I urge you all to review your current business practices if you have not done so recently. There is always room for improvement and, if changes are made sooner rather than later, this will help underpin the valuable work of your service as well as placing you in a good position when your licence is up for renewal.
ACMA support for the sector
Before I conclude, there is one other issue I would like to address. We, at the ACMA, have picked up on some concerns that the ACMA seems to ask for a lot from resource-poor community broadcasting services that are heavily reliant on volunteers. Let me both acknowledge that we’re alive to your concerns and let me also reiterate that the ACMA administers the requirements set out in legislation and we can ask for no more, or less, than what is stipulated.
I can say that we, at the ACMA, genuinely understand the diverse nature of the sector and the greatly constrained funds and resources that you have at your disposal, such that we are actually very conscious in administering community broadcasting licence requirements in ways that do not place unnecessary financial or administrative burdens on licensees. We do this, for example, by having the Community Broadcasting Group (our ‘one stop shop’) for you to go to with any questions, a shop that does not exist for any other broadcasting sector. We call you before we send you a letter commencing an investigation or to let you know of additional information we require for your licence renewal. In cases where the Community Broadcasting Group is unable to help you, we work very closely with the CBAA and would generally refer you to them for assistance.
We are working to further assist you by reviewing the application form for the renewal of a community radio broadcasting licence, the B66. The draft has been aligned with other application forms, including for a community radio broadcasting licence. This is so that when we assess applications for the renewal of a community broadcasting licence against the statutory merit criteria, we can bear in mind the extent to which a licensee has continued to represent the community interest it represented when the licence was allocated or last renewed.

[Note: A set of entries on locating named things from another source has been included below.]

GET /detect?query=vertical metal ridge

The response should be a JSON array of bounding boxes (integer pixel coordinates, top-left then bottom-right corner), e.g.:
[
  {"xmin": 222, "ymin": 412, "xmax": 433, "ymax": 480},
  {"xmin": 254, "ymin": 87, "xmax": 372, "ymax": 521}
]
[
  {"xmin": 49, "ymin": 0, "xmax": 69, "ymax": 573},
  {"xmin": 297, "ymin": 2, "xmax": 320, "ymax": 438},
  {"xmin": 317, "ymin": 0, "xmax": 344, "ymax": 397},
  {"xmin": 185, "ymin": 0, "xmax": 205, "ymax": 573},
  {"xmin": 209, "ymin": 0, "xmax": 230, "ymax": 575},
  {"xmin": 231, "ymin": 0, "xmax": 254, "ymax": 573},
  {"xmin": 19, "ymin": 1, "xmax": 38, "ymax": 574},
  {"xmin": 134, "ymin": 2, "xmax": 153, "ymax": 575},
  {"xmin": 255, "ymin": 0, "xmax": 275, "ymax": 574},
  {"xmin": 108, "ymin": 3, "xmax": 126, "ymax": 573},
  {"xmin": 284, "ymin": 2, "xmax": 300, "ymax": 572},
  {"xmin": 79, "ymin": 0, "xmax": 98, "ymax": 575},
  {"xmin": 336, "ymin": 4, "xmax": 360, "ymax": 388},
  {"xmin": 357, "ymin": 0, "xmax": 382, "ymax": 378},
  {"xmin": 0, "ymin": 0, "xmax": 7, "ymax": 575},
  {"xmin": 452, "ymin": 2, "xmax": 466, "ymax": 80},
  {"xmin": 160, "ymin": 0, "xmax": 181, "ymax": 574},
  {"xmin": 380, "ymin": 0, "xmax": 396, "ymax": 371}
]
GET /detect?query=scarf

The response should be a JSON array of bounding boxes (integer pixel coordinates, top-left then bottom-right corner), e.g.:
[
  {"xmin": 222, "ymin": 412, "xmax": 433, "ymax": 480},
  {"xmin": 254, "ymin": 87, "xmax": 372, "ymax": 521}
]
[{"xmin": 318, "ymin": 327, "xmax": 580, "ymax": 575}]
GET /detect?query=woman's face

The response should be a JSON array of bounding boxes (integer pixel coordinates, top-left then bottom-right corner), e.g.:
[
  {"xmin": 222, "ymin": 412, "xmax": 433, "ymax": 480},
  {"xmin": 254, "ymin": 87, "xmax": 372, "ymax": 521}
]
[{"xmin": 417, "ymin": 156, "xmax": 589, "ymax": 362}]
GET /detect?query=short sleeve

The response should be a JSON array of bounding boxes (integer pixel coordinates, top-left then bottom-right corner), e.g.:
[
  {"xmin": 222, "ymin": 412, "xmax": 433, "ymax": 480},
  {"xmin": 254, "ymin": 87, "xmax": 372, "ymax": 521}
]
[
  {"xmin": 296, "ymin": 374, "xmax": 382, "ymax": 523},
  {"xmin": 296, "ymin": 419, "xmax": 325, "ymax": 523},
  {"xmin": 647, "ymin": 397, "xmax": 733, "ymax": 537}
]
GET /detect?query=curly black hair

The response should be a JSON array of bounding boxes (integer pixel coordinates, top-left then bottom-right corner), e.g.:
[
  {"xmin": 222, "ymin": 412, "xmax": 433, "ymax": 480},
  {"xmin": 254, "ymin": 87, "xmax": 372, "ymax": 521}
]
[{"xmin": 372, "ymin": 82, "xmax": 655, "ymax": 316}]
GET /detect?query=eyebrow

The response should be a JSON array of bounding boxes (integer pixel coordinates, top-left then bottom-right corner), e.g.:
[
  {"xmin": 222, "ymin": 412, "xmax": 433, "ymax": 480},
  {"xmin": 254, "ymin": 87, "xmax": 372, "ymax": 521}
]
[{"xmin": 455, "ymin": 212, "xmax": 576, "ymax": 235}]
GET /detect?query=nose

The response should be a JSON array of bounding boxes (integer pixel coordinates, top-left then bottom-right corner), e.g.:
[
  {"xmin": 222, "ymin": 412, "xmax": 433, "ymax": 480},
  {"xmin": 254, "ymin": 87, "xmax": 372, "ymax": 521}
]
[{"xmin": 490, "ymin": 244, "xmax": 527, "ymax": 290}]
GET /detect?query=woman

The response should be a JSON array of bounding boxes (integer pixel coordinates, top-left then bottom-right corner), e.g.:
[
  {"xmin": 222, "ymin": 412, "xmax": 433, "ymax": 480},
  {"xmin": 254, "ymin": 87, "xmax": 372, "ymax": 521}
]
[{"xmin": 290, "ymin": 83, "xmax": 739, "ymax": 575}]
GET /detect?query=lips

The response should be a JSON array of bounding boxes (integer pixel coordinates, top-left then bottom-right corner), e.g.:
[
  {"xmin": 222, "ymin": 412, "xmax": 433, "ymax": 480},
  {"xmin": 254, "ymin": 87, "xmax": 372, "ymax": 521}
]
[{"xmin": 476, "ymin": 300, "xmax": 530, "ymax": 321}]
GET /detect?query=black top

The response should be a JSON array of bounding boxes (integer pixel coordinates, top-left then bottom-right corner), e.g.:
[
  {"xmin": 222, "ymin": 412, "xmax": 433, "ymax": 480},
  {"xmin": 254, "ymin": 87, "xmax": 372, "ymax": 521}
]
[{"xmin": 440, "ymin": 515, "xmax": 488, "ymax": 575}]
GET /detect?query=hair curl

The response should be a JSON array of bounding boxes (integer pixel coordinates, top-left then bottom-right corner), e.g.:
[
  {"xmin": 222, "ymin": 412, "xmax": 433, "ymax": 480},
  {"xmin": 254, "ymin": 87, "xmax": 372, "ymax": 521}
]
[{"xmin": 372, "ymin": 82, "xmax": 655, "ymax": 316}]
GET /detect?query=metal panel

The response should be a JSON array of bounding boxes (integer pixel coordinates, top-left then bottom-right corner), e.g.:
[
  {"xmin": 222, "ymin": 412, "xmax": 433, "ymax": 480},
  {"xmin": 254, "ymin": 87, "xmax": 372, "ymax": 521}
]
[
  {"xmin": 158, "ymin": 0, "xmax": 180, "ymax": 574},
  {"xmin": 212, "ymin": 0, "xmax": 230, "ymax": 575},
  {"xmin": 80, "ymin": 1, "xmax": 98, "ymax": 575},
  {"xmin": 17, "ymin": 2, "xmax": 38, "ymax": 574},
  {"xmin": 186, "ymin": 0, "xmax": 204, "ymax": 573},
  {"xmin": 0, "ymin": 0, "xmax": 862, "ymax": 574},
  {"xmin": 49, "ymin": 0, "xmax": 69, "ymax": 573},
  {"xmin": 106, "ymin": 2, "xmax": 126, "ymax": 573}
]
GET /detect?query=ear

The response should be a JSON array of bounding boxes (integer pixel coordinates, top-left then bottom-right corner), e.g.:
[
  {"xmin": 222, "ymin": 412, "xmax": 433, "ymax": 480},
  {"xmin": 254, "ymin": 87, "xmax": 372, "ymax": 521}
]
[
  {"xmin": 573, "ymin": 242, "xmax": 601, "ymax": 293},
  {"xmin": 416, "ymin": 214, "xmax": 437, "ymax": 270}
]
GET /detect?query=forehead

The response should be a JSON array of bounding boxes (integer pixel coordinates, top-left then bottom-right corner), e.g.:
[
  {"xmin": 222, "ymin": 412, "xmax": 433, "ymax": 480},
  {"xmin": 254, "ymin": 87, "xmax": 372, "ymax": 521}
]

ACMA support for the sector extends to our working with you when we take enforcement action as a result of a breach investigation or during licence renewal. We know this can be a very difficult and stressful time, and can easily deflate the morale and spirits of the volunteers who give so enthusiastically of their time, and also of station staff who often have to perform the ‘fishes and loaves’ trick. Our aim is not to punish, but to both discharge our statutory obligations and assist you to comply with your licence obligations (and get renewed, and prosper and flourish).
I know for a fact that when we work together, with good will and good intentions, we not only achieve compliance, but also strengthen the service along the way.
Of course, in some situations, the ACMA has to take remedial action. And in rare cases, enforcement action has resulted in the cancellation or non-renewal of a licence. This action is at the extreme end and is never taken lightly.
So if you find yourself in a situation where regulatory compliance is an issue, I encourage you to talk to us to help you resolve your concerns in the most productive way possible.
In closing, I would like to reiterate the importance of having good business practices. They will help you not only to comply, but also to demonstrate that you comply, with the licence conditions that encapsulate the essence of community broadcasting services. This will allow you to take charge of your future by demonstrating relevance, remaining resilient and maintaining an enduring role in the Australian broadcasting landscape.
I strongly believe that Australians are very fortunate to have such a large and dynamic community broadcasting sector and good business practices can only strengthen your operations and help you to grow and thrive into the future.
If you have any questions, do talk with us during the conference. I also encourage you to come to the Good Business Practice stream this afternoon, when we will cover Regulatory Obligations: Guidelines and B66.